Негр Артур Иванович
Шрифт:
«Погибли при пожаре... сгорели...»
Нелепость... Или злая шутка Артура, всегда относившегося к ней, как к грязной девке? Он откровенно демонстрировал ей: в упор тебя не вижу. Хам! Да что он знает о ней? Подумаешь, когда-то разбила их любовь с Дашкой. Значит, не любовь была, раз так легко разбилась. Сколько можно третировать? И без того наказана.
– Идиот! – ругалась она, наливая водочку в рюмку.
«Погибли при пожаре... сгорели...»
Затряслись плечи, голова упала на руки, вырывались рыдания. Хотелось вопить, выть, чтоб как-то заглушить боль... Непереносимо... Дрожащую рюмку она сжимала пальцами
– Мам, я спать! – крикнул сын из комнаты.
– Ты не голоден? – спросила она и удивилась, что язык заплетается, а мозг ясен как никогда.
– Нет, – отозвался Эдик.
Хлопнула дверь в его комнату. Одна. Одной быть хорошо, особенно сейчас. Хочешь – рыдай или смейся, хочешь – голой ходи и пляши... О чем она?.. Скоро муж явится...
Марина умылась в ванной, вытирая лицо полотенцем, пристально изучала свое красивое лицо. А что? Правда, красивое. Тонкий разлет бровей, глаза с надменным блеском, особенный, экзотический прищур появляется, когда приподнят подбородок. А большой орлиный нос придает своеобразный колорит чертам, в профиль – некую царственность. Красавец нос (да чего говорить, у Клеопатры клюв грифа был, судя по изображениям на монетах, а мужики с ума сходили). Даже набухший второй подбородок удивительно шел и облагораживал пышнотелую Марину.
– И что? – спросила себя она вслух и ответила: – А ничего.
Матовая бутылка водки на данный момент – магнит, а сорокаградусное питье – эликсир, предел желаний, когда жизненный тонус на нуле. Лекарство потекло внутрь.
Житуха-то неудачная... паршиво сложилась житуха. Брюлики в ушах, под задницей сиденье «Scorpio», на плечах норковое манто... А где же счастье, радость, покой? Где они? А нетути. Редкие проблески открывали завесу рутины, Марина жила, жила на всю катушку, теперь ничего этого не будет...

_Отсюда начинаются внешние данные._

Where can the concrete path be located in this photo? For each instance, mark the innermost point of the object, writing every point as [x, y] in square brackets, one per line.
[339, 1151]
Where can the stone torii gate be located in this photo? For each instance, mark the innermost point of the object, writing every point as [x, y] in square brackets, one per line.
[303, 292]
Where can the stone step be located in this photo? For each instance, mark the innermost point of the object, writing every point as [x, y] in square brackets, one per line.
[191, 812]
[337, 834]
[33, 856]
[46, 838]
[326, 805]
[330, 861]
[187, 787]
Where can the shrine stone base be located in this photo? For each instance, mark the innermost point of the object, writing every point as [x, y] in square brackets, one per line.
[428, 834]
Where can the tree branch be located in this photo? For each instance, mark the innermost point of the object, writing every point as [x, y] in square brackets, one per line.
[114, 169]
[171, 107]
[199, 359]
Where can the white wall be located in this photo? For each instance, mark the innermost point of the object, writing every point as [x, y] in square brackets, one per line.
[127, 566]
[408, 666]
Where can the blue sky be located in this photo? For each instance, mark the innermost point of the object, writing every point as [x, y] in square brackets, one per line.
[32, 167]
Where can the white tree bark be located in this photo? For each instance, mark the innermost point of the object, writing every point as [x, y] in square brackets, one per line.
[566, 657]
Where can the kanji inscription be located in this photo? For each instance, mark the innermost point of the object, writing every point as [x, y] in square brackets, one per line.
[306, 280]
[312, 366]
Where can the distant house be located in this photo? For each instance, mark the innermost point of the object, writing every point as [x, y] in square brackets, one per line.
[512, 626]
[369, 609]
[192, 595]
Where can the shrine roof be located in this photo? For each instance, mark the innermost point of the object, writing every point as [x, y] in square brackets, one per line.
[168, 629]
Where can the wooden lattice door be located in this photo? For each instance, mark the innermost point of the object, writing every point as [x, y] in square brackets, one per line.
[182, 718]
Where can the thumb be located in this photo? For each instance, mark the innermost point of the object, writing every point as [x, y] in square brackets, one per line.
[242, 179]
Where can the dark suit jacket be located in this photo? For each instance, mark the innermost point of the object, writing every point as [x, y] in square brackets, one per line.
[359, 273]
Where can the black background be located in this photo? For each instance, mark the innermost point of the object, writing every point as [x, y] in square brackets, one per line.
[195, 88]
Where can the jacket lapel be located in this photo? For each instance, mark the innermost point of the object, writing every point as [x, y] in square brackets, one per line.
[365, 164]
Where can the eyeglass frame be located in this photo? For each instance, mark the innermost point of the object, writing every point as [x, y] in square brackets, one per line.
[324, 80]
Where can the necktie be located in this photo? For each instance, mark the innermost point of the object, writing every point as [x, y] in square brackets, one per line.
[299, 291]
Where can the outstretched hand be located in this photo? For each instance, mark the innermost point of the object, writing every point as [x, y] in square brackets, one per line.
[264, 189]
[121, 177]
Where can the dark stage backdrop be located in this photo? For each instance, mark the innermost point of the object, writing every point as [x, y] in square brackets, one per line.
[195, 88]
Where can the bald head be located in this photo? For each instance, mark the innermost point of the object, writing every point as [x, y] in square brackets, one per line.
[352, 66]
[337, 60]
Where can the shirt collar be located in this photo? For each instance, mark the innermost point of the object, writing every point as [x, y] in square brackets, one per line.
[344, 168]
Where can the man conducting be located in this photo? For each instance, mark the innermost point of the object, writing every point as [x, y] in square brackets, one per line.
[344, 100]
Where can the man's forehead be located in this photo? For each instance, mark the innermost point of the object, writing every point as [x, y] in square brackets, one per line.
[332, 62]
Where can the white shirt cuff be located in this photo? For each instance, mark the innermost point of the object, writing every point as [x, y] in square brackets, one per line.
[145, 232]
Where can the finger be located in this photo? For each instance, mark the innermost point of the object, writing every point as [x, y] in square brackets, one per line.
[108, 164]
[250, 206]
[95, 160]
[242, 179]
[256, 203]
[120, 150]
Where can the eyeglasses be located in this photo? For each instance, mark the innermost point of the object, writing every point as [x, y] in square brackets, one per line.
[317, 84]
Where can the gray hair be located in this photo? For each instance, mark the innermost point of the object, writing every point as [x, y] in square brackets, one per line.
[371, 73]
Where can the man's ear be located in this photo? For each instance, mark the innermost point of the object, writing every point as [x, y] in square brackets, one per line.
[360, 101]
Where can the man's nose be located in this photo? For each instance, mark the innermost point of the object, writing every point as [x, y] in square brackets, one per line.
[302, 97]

– Дорогая, водку хлещешь в одиночестве?
Она вздрогнула. О Кирилле забыла напрочь. Идиот, напугал, возник, как из преисподней. Марина подняла на него соловые глаза.

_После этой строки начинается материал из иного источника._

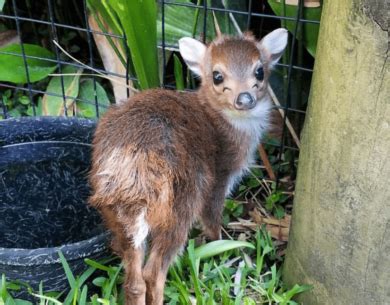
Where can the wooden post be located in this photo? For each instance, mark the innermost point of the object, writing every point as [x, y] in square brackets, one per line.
[340, 235]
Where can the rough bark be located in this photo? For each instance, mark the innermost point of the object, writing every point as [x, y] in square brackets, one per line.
[340, 235]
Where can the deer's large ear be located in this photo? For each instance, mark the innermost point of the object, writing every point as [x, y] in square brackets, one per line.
[193, 52]
[272, 46]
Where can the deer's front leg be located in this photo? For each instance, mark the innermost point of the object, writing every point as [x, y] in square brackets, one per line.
[211, 215]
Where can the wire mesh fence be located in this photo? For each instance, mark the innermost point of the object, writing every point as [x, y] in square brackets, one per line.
[50, 55]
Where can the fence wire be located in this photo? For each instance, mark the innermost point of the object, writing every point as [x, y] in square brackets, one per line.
[41, 16]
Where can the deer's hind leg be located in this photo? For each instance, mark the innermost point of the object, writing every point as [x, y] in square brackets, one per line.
[129, 233]
[165, 242]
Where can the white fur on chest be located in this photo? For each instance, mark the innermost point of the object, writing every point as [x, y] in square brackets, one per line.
[254, 124]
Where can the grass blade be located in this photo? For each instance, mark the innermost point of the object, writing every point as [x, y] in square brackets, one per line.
[216, 247]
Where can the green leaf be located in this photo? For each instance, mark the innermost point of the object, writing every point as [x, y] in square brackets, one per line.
[22, 302]
[310, 30]
[54, 105]
[2, 2]
[87, 93]
[138, 19]
[216, 247]
[182, 21]
[12, 68]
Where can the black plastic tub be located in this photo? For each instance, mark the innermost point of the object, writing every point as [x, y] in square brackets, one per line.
[44, 163]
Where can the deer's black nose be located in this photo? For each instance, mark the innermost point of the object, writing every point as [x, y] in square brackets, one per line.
[244, 101]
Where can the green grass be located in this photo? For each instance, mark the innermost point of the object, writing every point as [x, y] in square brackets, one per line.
[222, 272]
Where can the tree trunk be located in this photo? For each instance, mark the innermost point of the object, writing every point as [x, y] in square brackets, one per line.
[340, 235]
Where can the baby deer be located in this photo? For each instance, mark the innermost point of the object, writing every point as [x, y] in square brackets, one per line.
[164, 159]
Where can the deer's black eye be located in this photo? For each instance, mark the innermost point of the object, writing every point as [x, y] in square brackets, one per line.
[217, 78]
[259, 73]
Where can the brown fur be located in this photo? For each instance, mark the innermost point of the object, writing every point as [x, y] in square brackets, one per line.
[165, 158]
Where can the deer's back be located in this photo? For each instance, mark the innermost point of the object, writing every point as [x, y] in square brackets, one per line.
[154, 148]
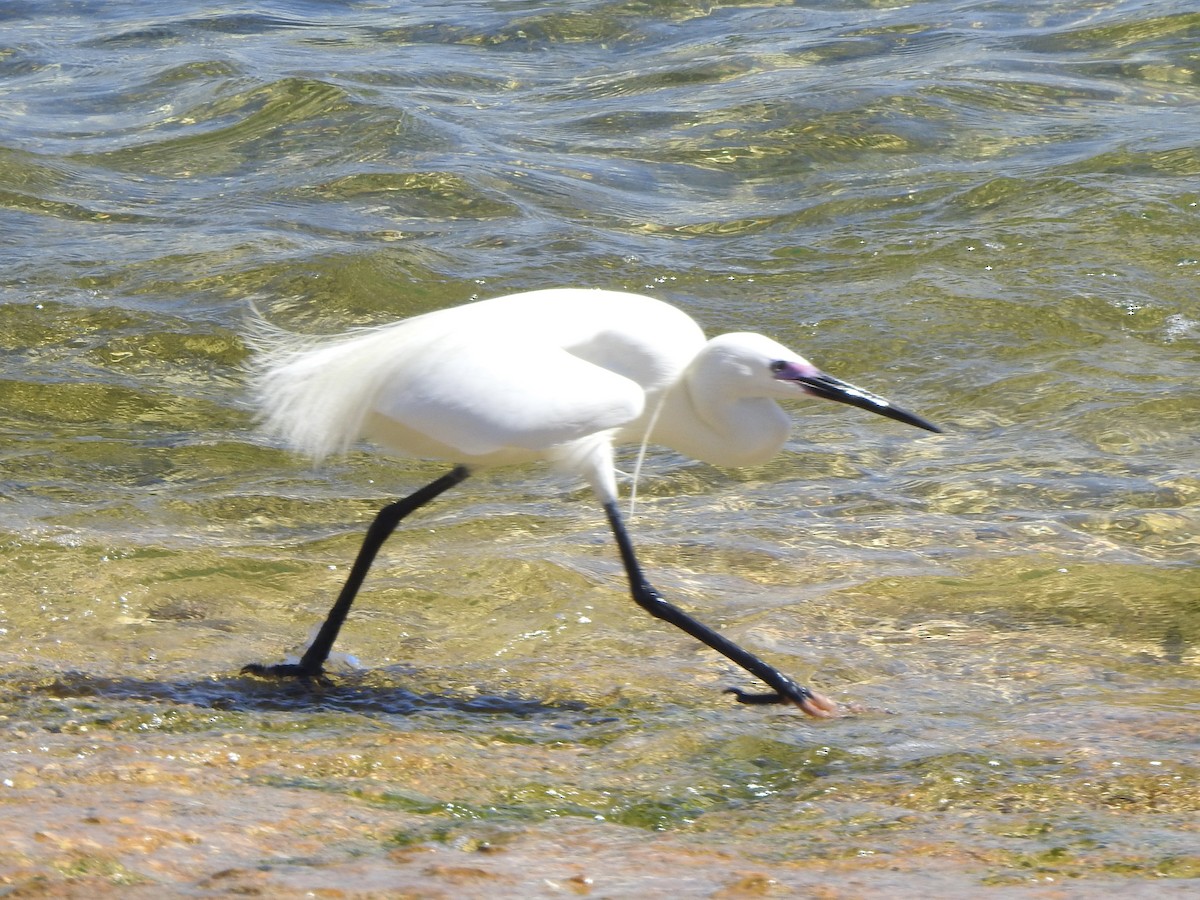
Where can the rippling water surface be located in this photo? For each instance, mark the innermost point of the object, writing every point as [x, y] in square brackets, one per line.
[989, 211]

Подтянутый, сухощавенький, аккуратненький, гаденький. Тонкие черты его лица до того тонки – аж противно – сложились в подозрительно-жестокую мину. А какой есть ее муж? Бок о бок живет с ним двенадцать лет, знала его еще до замужества, а сказать определенно, какой Кирилл есть, не может. Он разнообразный, как хамелеон, как сам дьявол... О! Вон маленькие рожки торчат на голове... Марина передернула плечами и зажмурилась.

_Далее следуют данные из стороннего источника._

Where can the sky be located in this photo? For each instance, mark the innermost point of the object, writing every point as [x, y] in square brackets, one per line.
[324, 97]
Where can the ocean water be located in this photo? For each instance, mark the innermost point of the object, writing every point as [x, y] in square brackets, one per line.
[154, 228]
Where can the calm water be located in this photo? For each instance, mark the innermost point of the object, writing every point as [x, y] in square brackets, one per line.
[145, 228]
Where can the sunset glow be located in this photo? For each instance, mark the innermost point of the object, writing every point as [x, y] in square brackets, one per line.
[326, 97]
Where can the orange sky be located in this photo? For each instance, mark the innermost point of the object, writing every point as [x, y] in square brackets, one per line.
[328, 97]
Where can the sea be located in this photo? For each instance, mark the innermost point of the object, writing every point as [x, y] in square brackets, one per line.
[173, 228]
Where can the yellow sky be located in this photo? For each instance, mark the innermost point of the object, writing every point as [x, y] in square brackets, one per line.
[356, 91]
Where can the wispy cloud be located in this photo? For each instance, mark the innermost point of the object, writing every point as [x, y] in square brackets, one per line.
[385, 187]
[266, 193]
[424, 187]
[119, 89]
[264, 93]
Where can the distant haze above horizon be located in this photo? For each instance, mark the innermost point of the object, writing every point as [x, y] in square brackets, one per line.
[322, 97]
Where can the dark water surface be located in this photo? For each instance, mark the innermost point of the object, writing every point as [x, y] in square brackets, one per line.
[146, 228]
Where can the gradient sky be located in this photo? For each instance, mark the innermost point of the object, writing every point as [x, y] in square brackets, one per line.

– Э, да ты, я вижу, назюзюкалась, – горько усмехнулся Кирилл, садясь напротив.
Он провел рукой по волосам... и рожки исчезли. Марина догадалась, что то был оптический обман: у Кирилла взлохматились волосы, свет падал под углом, рожки просто померещились. Но так реально, так явно, что мороз продрал. А Кирилл тем временем продолжал в назидательно-саркастическом тоне:
– В одиночку пьют лишь законченные алкаши. Значит, недомогание ты, моя дорогая, лечишь бутылкой... Печально, но факт. Ты спиваешься, любовь моя. Мать моих детей пьет, как лошадь. Ладно, – вдруг сказал он, увидев недовольно скривившееся лицо жены, – налей и мне, раз пошла такая пьянка.
Он почти не пил, во всяком случае, Кириллу приходилось тащить домой жену в непотребном виде, ей – никогда.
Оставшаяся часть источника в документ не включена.